The role of angiogenic factors and their soluble receptors in acute lung injury (ALI)/ acute respiratory distress syndrome (ARDS) associated with critical illness
1 Division of Acute and Critical Care Medicine, Department of Anesthesiology and Critical Care Medicine, Hokkaido University Graduate School of Medicine, N17W5, Kita-ku, Sapporo, Hokkaido, 060-8638, Japan
2 Deparment of Emergency and Critical Care Medicine, Faculty of Medicine, University of Tsukuba, 1-1-1, Tennoudai, Tsukuba, Ibaraki, 305-8575, Japan
3 Health and Diseases Research Center for Rural Peoples (HDRCRP), 14/15, 1st floor, Probal Housing Ltd., Shekertak (Adjacent to Shekertak Road 1), Mohammadpur, Dhaka, 1207, Bangladesh
4 Department of Emergency and Critical Care Medicine, Nippon Medical School, 1-1-5 Sendagi Bunkyo-ku, Tokyo, 113-8603, Japan
Journal of Inflammation 2013, 10:6 doi:10.1186/1476-9255-10-6Published: 11 February 2013
Acute lung injury (ALI) and acute respiratory distress syndrome (ARDS) are characterized by a disruption of the endothelium and alveolar epithelial barriers involving increased microvascular permeability, thus resulting in the set of protein-rich pulmonary edema. Angiogenic factors and their receptors, including vascular endothelial growth factor (VEGF)/VEGF-receptor (VEGFR) and the angiopoietin (Ang)/Tie2 signaling pathways, play pivotal roles in both angiogenesis and microvascular permeability. The aim of the study was to assess the relationship between angiogenic factors, their soluble receptors and ALI/ARDS associated with critically ill patients, including sepsis, severe trauma, and post-cardiac arrest syndrome (PCAS).
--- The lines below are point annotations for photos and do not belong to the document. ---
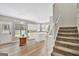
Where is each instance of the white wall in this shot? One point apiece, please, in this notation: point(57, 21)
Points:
point(67, 13)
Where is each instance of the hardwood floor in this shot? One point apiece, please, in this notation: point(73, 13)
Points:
point(31, 49)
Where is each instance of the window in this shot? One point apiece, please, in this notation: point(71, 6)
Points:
point(20, 30)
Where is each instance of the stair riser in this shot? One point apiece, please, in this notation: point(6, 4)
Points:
point(68, 35)
point(63, 52)
point(68, 28)
point(67, 46)
point(65, 31)
point(68, 40)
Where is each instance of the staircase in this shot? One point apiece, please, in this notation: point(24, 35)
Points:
point(67, 42)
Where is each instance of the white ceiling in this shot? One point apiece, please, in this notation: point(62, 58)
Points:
point(38, 12)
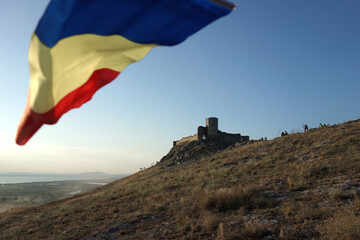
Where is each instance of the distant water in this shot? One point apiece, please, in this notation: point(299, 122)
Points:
point(26, 178)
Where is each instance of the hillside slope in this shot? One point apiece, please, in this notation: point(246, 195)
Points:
point(301, 186)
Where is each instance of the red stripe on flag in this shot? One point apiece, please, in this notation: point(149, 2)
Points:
point(32, 121)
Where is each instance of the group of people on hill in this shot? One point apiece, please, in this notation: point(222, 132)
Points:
point(323, 125)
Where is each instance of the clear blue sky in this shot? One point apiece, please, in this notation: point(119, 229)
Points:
point(268, 66)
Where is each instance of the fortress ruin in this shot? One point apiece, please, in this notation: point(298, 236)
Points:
point(212, 133)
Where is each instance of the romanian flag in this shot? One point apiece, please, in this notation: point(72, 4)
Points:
point(81, 45)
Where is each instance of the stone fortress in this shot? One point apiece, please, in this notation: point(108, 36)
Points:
point(211, 133)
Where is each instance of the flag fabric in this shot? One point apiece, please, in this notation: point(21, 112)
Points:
point(81, 45)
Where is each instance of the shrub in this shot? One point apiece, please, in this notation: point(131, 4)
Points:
point(225, 199)
point(344, 225)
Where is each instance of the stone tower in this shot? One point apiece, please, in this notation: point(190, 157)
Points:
point(212, 128)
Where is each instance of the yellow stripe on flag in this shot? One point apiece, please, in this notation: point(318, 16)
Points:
point(56, 71)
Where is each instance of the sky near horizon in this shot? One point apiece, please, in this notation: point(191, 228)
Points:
point(269, 66)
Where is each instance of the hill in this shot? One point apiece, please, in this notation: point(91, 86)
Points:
point(300, 186)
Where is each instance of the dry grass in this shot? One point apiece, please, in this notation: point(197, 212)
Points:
point(343, 225)
point(226, 199)
point(207, 196)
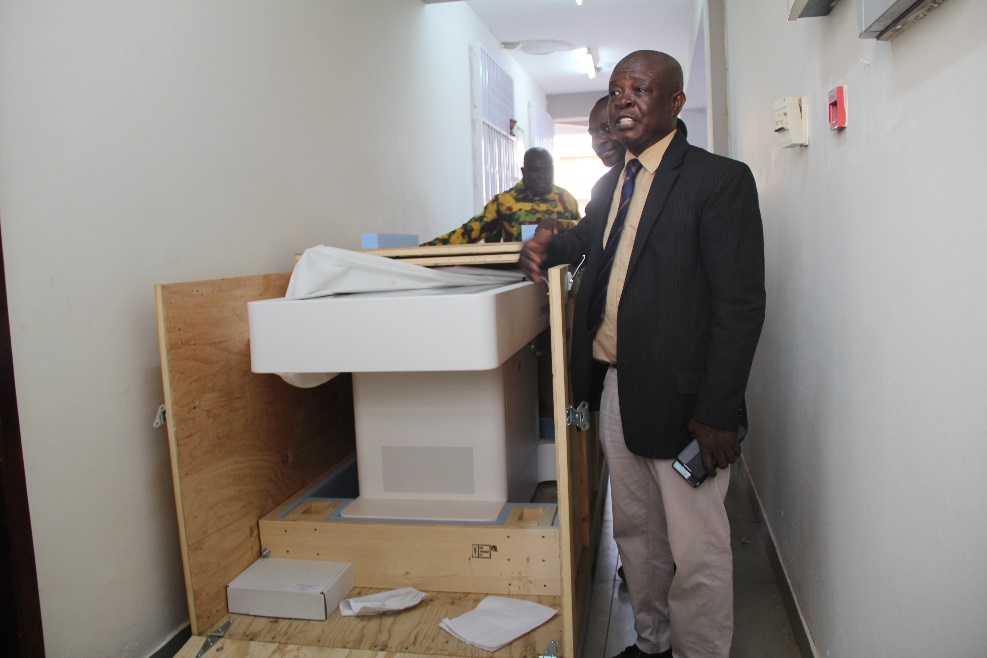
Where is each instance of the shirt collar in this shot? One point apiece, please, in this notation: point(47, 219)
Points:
point(522, 193)
point(652, 155)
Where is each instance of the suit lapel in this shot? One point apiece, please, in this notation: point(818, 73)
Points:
point(661, 186)
point(604, 189)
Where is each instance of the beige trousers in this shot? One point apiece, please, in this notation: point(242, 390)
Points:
point(674, 543)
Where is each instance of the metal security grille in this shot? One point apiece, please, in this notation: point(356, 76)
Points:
point(497, 149)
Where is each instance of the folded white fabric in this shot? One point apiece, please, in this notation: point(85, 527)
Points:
point(324, 271)
point(497, 621)
point(382, 602)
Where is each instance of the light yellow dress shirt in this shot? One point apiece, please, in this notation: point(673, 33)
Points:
point(605, 342)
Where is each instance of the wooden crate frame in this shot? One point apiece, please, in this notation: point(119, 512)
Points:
point(244, 447)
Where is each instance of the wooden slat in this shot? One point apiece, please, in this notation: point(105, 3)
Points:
point(567, 481)
point(514, 560)
point(240, 443)
point(478, 249)
point(412, 632)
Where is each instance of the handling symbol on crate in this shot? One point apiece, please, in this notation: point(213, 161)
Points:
point(483, 551)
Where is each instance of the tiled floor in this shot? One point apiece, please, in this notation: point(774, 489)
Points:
point(761, 625)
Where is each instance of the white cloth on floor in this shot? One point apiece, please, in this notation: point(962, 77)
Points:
point(382, 602)
point(324, 271)
point(497, 621)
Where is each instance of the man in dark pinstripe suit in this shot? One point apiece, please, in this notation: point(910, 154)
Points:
point(664, 332)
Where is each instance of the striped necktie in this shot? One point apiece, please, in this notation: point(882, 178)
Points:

One hundred fifty-nine critically ill patients, including 50 patients with sepsis, 57 patients with severe trauma and 52 resuscitated after out-of-hospital cardiac arrest, were divided into three subgroups: including 25 ALI patients, 101 ARDS patients and 22 non-ALI/ARDS patients. The serum levels of angiogenic factors were measured at the time of admission (day 1), as well as day 3 and day 5 and then were compared among the ALI, ARDS and non-ALI/ARDS groups. Their predictive values for developing ALI/ARDS and 28-day mortality were evaluated.
Higher levels of sVEGFR1 and Ang2 were observed in the ALI and ARDS patients than in the non-ALI/ARDS patients during the entire study period. The Ang2/Ang1 ratio in the ARDS group was also significantly higher than that in the non-ALI/ADRS group. The sVEGFR2 levels in the ARDS group on day 1 were significantly lower than those of the non-ALI/ADRS group. In addition, significant positive correlations were seen between the sVEGFR1, Ang2, Ang2/Ang1, and the development of ALI/ARDS in critical illness. There were also significant negative correlations between the minimal value of sVEGFR2, the maximal value of Ang1 and the ALI/ARDS group. In particular, sVEGFR2 and Ang2 were independent predictors of developing ALI/ARDS. Moreover, Ang2 and sVEGFR2 also independently predicted the mortality in ALI/ARDS patients.
Angiogenic factors and their soluble receptors, particularly sVEGFR2 and Ang2, are thus considered to be valuable predictive biomarkers in the development of ALI/ARDS associated with critical illness and mortality in ALI/ARDS patients.